In the six years Mary Swift has been taking pictures of animals at the Reisterstown shelter, she's captured the faces — and some would say the spirits — of more than 3,000 animals. Many of them found homes — who knows how many hundreds? — mainly because Swift took the time to make sure a dog seemed to be smiling or a cat's eyes shined in their snapshot.
"Some of these animals are so shy or depressed from shelter life that potential adopters would never notice them but for the touching profile photos that she posts on the Baltimore Humane Society website," says Caroline Griffin, president of the Humane Society board. "Some adopters come into our shelter with her photographs in hand.
"I often wonder how many suffering animals have found a new life thanks to her efforts."
Swift, 30, makes her living as a professional photographer specializing in pets. In fact, if it's not four-legged and furry, one probably can't pay Swift to shoot it. "I don't shoot weddings, senior portraits, newborns," she bluntly states on her business website. "I stick to what I love."
In college at the University of Arkansas, she double-majored in art and zoology. Photography and animals. Swift knew what she wanted.
"I can't think of a second of my life where I was without a pet," she says. "It's the whole unconditional love thing. They love you, and they never judge."
She and her husband, Brian, were lured to Baltimore from Arkansas in 2004, when he got an engineering job at Northrop Grumman. They brought along a talkative orange cat named Simba and a shyer kitty named Rajah. Not long after moving into a home in the county, the couple began volunteering with the Humane Society — starting with the rabbits.
They'd clean cages and dole out affection, until Swift heard the shelter needed help taking pictures of available animals, a critical job because in the Internet age, so many families searching for pets start with an online search. Who's available? Who's cute? Who's tugging at my heartstrings?
What started out as shooting a dog here, a kitten there, to pinch-hit quickly became Swift shooting every last furry beast herself — an all-consuming, occasionally overwhelming and utterly gratifying role.

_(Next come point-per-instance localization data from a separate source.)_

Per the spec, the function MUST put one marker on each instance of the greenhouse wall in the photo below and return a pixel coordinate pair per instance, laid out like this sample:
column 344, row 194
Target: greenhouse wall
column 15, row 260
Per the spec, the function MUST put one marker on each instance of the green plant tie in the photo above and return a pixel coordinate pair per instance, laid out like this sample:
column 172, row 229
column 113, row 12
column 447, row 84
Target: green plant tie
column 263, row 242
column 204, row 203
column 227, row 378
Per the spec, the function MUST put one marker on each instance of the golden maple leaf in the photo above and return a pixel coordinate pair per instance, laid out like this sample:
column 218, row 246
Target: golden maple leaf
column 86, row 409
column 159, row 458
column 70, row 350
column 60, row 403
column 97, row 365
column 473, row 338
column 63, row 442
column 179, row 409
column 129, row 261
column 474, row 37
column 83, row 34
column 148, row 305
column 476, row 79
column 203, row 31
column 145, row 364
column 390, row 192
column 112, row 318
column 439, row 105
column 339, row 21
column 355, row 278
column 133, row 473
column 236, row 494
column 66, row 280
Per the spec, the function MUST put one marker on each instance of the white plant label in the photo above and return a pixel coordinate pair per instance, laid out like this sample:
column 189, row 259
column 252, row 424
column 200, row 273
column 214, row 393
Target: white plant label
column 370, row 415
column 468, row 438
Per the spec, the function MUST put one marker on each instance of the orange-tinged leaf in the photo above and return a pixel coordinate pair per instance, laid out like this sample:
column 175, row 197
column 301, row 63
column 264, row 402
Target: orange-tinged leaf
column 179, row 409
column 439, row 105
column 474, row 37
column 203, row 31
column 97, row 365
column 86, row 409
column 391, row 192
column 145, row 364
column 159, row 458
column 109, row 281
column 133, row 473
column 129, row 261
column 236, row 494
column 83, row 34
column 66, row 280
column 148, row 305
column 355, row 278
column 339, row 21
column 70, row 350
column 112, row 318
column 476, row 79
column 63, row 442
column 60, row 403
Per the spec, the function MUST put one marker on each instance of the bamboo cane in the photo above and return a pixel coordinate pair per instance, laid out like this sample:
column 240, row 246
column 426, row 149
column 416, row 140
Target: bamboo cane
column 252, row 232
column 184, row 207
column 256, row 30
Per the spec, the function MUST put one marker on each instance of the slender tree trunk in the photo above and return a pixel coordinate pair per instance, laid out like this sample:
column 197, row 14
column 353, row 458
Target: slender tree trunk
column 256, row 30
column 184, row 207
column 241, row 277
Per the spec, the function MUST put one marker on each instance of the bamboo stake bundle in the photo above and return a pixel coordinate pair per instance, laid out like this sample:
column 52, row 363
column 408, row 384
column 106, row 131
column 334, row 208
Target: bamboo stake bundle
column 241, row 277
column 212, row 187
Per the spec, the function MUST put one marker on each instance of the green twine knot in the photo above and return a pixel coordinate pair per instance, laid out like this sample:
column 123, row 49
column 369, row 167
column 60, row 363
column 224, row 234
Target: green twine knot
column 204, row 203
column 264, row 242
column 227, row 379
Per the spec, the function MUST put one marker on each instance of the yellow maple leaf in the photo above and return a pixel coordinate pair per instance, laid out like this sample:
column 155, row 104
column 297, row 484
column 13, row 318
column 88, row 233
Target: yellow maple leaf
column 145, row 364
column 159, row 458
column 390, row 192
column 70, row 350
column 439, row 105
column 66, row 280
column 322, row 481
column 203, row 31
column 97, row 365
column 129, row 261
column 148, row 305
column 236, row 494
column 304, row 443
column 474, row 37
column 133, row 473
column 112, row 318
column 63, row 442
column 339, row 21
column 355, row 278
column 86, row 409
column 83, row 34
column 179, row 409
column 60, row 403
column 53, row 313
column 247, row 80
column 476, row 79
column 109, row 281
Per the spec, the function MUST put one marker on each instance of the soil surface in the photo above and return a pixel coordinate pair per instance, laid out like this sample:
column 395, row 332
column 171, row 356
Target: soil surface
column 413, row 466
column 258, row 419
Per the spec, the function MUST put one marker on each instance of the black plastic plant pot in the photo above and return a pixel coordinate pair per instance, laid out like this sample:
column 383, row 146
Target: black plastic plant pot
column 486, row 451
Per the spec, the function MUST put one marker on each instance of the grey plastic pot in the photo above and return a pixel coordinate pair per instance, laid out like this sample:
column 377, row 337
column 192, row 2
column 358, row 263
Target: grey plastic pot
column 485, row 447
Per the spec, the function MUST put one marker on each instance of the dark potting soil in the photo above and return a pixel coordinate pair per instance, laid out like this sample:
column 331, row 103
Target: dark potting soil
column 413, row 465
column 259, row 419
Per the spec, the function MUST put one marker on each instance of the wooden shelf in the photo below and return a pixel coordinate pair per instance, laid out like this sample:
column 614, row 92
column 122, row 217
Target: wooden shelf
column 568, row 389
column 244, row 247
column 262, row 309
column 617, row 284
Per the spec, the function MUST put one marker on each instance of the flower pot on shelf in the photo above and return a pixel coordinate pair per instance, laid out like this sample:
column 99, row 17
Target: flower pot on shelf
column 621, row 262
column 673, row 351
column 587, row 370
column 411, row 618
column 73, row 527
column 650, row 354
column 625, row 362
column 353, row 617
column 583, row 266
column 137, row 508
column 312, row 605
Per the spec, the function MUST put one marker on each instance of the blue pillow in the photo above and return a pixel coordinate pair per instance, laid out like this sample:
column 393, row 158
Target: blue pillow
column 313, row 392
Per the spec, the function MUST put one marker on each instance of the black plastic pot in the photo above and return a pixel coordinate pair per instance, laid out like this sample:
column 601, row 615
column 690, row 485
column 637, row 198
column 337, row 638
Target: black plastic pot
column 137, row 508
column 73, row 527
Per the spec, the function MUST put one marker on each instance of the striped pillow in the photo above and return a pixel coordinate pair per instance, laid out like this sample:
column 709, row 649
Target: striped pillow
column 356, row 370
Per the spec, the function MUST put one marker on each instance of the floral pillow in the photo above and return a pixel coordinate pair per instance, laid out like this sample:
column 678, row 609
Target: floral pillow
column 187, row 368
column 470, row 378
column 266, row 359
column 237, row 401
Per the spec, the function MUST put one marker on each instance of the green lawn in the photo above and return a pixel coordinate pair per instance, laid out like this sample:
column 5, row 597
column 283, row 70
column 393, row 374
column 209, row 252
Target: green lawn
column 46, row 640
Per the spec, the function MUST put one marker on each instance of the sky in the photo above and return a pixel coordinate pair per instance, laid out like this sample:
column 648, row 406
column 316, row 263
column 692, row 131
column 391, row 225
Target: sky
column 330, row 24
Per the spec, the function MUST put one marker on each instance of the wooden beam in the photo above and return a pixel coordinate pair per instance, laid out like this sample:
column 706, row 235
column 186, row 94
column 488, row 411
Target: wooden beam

While most shelter volunteers work an hour or two a week, that's just warm-up time for Swift. When she comes in for her usual Sunday service, there could be dozens of new animals waiting for their close-ups. She's determined to shoot them all, and that can take hours — as many as four. But even when she leaves, there's editing to do at home and images to post online.
"Sometimes," she admits, "it falls into Monday."
One of the hundreds of animals whose picture Swift shot was a border collie who'd been at the Humane Society for some time, but not put up for adoption because she was having a hard time with shelter life. Once Swift fixed her lens on that sweet face and got a hand into the thick black and white fur, she knew.
"I said, that's it, we're putting in an application right now." She brought the pup home and named her Keira.
Many times since Keira she's half-fallen in love with a dog or a cat while she's shooting its picture. But her house is full. And if she forgets that, her husband is happy to remind her. "We can't save all of them," she says, a bit grudgingly. "We do what we can, you know?"
Recently, Swift started a shift by opening a cage shared by Reese and Samantha, two handsome kitties with thick fur and tiger stripes. Samantha, who'd been sitting so prettily in a fluffy cat bed, immediately picked up and headed, most un-photogenically, for the litter. "Come on," Swift cajoled. "You don't want your picture in the litter box, do you?"
When Swift decided to focus on Reese and leave the litter-bound Samantha for later, Samantha decided what she really wanted to do was head for the cage door and jump for freedom.
Next came a gray and black tabby named Gunner, an escape artist who made Samantha's contortions look like amateur hour. Swift laughed as time and time again, over a number of minutes, Gunner made break after break for it. When her husband, who works as her assistant and chief animal wrangler, finally distracted Gunner with a mouse, Swift was the one to pounce, hitting the shutter with a "Finally!"